Sunday, October 01, 2006

Unread Books Meme

Niall Harrison at Torque Control was doing this one last week, and I can't avoid book-related memes, so...

Ten Books I Own and Want to Read But Haven't Gotten To Yet
I have so many more than ten books I haven't read, so I'll try to pick ones that I've had a ridiculously long time, or otherwise have a vaguely interesting story.
  1. Seven Pillars of Wisdom by T.E. Lawrence -- I think I got this in college; I had it so long in the back row of a doubled-shelved bookcase that the top two inches of its spine are sun-faded. For a while I was trying to decide whether to read this or Jeremy Wilson's biography Lawrence of Arabia first, but I never read either.
  2. A Christmas Carol and Other Haunting Tales by Charles Dickens -- I've thought about reading this in December for the past five years or so, and haven't done it yet.
  3. Bitterroot by James Lee Burke -- the first of four Burkes stacked up on my mystery shelf (along with three Sara Paretskys, the US and UK versions of the same giant Lawrence Block collection, more Loren D. Estleman books than I can shake a stick at, and sundry other things).
  4. The Amazing Adventures of Kavalier and Clay by Michael Chabon -- I own it in hardcover, and it's been gathering dust for at least five years.
  5. The Civil War: A Narrative by Shelby Foote -- three big fat volumes, which I got when I joined Book-of-the-Month Club in about 1989. I don't think I've so much as cracked them open.
  6. An Instance of the Fingerpost by Iain Pears -- the book everybody was reading four or five years ago.

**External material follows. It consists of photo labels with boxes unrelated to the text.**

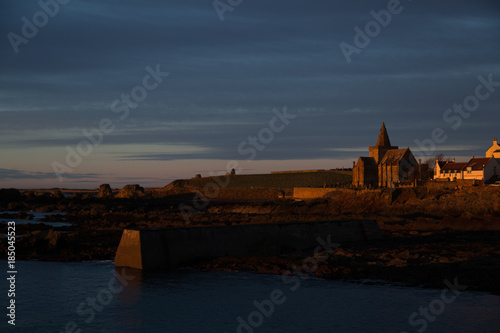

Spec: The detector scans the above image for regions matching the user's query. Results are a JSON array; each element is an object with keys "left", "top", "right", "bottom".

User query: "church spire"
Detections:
[{"left": 376, "top": 123, "right": 391, "bottom": 147}]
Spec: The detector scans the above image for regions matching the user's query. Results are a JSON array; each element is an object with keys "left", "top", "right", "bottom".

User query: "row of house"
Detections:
[
  {"left": 434, "top": 138, "right": 500, "bottom": 182},
  {"left": 352, "top": 123, "right": 500, "bottom": 188}
]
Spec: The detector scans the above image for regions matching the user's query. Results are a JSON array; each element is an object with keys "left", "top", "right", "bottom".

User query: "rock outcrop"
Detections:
[
  {"left": 116, "top": 184, "right": 145, "bottom": 199},
  {"left": 97, "top": 184, "right": 113, "bottom": 199}
]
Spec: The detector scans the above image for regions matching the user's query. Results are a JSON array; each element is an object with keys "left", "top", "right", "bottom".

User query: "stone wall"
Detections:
[
  {"left": 293, "top": 187, "right": 352, "bottom": 200},
  {"left": 115, "top": 220, "right": 382, "bottom": 269}
]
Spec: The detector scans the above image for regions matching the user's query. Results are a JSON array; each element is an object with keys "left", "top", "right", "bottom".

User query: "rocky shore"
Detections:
[{"left": 0, "top": 186, "right": 500, "bottom": 294}]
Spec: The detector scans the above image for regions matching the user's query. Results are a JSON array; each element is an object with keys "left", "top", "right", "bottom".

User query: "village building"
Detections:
[
  {"left": 434, "top": 138, "right": 500, "bottom": 182},
  {"left": 486, "top": 138, "right": 500, "bottom": 158},
  {"left": 353, "top": 123, "right": 419, "bottom": 188}
]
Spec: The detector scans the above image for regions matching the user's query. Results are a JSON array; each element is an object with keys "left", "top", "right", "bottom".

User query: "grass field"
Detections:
[{"left": 174, "top": 171, "right": 352, "bottom": 189}]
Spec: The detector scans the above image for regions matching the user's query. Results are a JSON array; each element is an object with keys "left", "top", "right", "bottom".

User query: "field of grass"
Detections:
[{"left": 174, "top": 171, "right": 352, "bottom": 189}]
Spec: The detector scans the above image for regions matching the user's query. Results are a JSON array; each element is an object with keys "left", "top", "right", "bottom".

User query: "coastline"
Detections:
[{"left": 0, "top": 188, "right": 500, "bottom": 294}]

I got it then...
  7. Patriots and Liberators by Simon Schama -- a decade ago, I was tearing through Schama's books; I think when I got this one it was the only book of his I hadn't read yet. Since then I've piled up three volumes of A History of Britain, Rembrandt's Eye, and probably one or two more I'm forgetting.
  8. The Year's Best Science Fiction, Twentieth Annual Collection edited by Gardner Dozois -- I've read every other annual book in this series since the 8th collection, but I bought this one before reading it four years ago, and since learned that, in bookclubs, if you buy it before you read it, you'll never have time to go back and read it, since there are always books to buy you haven't read yet.
  9. Silverlock by John Myers Myers -- I've upgraded my copy once (meaning I've bought it twice), but never read it.
  10. Strange Travelers by Gene Wolfe -- and I'm now three story collections behind on Wolfe. If I manage to read Soldier of Sidon this fall I'll still be caught up on his novels, though.

2 comments:

Christopher said...

Silverlock is a good book. I read it many years ago but remember enjoying it. You need to get right to reading Chabon. You seem to enjoy many of the same comics that I do and I must say this was one of the few literary books that has come out over the last few years that met my expectations.

Anonymous said...

You know, I always admire how much you do read (admire/envy). It's kind of disheartening that you don't have time to read everything you want to . . . because that means I'm much farther away than I ever thought. Sigh. But Charles Dickens at Christmas is very good. And very Victorian. Perhaps you could squeeze in a visit to Bedlam to look at the inmates and have a pinch of snuff while you're at it.